Environmental Disasters and the Escalation of Domestic Violence: Gendered Psychosocial Risk in Climate and Disaster Recovery
Environmental disasters intensify existing gender inequalities within the home, increasing the risk of domestic and intimate partner violence (IPV) during displacement and recovery. Drawing on international evidence, including systematic reviews and post-disaster case studies, this policy brief outlines that infrastructure failure, economic precarity and psychosocial stress act as structural risk multipliers within already unequal gender systems. Disaster recovery frameworks frequently prioritise physical reconstruction while overlooking domestic safety. Integrating domestic violence prevention into disaster preparedness and recovery governance is therefore essential. Resilience must be measured beyond rebuilt infrastructure and by whether homes remain safe under environmental strain.
Policy Recommendations
Mandate domestic violence risk assessment within local and national disaster preparedness and recovery planning frameworks.

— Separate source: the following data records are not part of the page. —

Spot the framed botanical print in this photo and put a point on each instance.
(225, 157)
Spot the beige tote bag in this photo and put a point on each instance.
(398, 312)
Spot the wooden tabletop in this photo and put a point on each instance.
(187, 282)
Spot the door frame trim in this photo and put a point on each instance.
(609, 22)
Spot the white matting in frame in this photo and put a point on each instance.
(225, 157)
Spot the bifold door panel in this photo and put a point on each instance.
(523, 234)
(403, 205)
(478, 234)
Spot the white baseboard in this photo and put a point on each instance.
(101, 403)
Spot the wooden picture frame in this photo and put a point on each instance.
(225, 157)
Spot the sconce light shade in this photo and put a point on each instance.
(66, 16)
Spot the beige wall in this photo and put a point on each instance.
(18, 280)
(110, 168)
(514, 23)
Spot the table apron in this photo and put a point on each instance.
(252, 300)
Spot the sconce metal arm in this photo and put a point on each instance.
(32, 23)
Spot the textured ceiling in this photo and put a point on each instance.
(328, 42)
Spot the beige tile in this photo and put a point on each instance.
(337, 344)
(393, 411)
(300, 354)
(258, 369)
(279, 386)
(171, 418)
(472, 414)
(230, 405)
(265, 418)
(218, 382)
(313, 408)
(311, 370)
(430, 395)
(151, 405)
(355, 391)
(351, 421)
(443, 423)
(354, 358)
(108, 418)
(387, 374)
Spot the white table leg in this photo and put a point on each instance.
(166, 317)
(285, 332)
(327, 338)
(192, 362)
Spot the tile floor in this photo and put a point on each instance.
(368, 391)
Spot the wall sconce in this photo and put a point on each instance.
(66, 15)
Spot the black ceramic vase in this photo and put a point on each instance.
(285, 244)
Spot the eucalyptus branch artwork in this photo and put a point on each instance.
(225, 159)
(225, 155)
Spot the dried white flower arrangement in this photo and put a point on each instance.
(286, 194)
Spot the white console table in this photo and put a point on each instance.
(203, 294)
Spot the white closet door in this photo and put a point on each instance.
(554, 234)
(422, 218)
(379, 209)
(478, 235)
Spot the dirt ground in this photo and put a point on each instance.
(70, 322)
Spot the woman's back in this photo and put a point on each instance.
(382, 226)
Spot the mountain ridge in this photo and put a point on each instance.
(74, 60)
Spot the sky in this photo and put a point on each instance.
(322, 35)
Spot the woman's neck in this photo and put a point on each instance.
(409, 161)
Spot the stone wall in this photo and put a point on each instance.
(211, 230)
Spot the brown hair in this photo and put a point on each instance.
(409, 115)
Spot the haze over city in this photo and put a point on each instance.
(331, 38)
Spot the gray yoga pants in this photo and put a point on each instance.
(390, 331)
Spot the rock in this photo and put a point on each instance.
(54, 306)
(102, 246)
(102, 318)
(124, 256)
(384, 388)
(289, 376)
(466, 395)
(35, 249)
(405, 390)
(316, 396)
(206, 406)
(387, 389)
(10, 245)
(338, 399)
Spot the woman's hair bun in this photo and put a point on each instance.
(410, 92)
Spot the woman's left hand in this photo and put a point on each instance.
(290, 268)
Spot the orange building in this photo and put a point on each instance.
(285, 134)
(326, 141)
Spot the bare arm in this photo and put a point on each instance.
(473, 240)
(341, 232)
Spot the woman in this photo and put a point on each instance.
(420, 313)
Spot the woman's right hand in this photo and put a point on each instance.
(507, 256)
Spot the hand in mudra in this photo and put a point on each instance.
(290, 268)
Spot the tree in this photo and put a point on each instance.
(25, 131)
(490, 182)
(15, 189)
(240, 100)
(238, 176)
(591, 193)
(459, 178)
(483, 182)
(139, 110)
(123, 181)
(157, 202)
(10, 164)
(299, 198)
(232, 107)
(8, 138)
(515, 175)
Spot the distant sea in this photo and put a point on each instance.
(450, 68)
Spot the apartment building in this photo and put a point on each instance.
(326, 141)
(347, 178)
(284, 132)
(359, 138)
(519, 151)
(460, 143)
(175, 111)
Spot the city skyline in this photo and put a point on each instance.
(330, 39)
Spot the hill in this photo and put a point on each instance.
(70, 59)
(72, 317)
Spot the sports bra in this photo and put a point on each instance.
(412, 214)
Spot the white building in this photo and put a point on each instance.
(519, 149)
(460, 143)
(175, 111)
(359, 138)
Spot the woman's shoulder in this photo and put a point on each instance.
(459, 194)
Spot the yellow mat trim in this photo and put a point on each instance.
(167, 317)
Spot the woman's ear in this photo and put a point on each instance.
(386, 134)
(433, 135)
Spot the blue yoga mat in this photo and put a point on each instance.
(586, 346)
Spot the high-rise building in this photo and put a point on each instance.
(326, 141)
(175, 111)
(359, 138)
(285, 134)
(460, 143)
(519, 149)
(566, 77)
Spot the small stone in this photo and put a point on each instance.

Embed gender analysis within housing, compensation, insurance and reconstruction policies to mitigate post-disaster economic dependency risks.
Require confidential and accessible reporting pathways within evacuation centres and temporary accommodation settings.
Sustain and ring-fence funding for domestic violence and psychosocial support services throughout extended recovery periods.
Integrate domestic safety indicators into resilience measurement and climate adaptation evaluation frameworks.